Chapitre 88

104 14 6
                                    

Kyle dormit longtemps, de longues heures qui s'étirèrent pour former une journée entière. Candy m'assurait que c'était un phénomène normal ; que son organisme prenait le temps de sommeil dont il avait besoin, tout simplement, mais je refusais néanmoins de le quitter, hormis pour allez aux toilettes ou pour me laver rapidement et, dans ces moments-là, je laissais toujours quelqu'un à son chevet.

Dans les grottes, je savais que la grogne n'était pas retombée. Malgré une bonne nuit de sommeil pour la plupart des habitants, les tensions ne s'apaisèrent pas. La peur les rongeait tous, insidieuse et suffocante. Certains pensaient encore que Kyle pouvait être un Traqueur infiltré, et ce même en ayant vécu auprès d'une âme. J'avais vu les yeux de Kyle, nous avions tous constaté qu'il était toujours humain et lui-même, mais la terreur domine souvent la raison, et c'est ce qui se passa dans ce cas.

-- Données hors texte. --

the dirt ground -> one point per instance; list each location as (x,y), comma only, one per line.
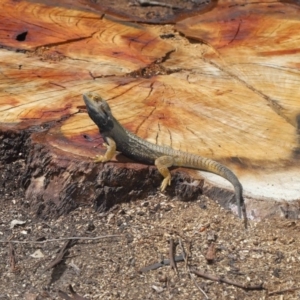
(266,255)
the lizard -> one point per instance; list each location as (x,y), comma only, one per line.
(118,138)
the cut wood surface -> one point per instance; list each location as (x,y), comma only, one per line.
(229,92)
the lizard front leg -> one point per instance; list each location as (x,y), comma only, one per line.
(110,151)
(163,163)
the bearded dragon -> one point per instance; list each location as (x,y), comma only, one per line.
(118,138)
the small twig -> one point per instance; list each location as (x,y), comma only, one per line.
(60,255)
(172,248)
(244,212)
(226,280)
(283,291)
(75,296)
(210,255)
(12,257)
(189,270)
(164,262)
(60,239)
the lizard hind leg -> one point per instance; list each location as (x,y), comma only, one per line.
(163,164)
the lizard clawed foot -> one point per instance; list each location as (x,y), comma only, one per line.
(165,183)
(100,158)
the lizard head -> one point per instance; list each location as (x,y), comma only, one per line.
(99,111)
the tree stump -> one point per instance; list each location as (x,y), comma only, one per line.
(227,90)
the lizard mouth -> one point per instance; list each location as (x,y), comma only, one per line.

Le temps seul saurait apaiser les craintes.

D'autres, plus pragmatiques, reconnaissaient volontiers que Kyle était bien Kyle, mais ils avaient peur qu'il ait pu être repéré et suivi. Au vu de l'état de faiblesse qui était le sien lorsqu'il avait été retrouvé, il était déjà miraculeux et insensé qu'il ait parcouru tant de chemin pour nous retrouver, mais il ne s'était sûrement pas offert le luxe de se faire discret ou prudent. Tel était le raisonnement de certains parmi nous, et ils s'attendaient à entendre le bruit des pales des hélicoptères au-dessus de nos têtes à tout instant. Mais, encore une fois, le temps seul leur donnerait raison – ou tort.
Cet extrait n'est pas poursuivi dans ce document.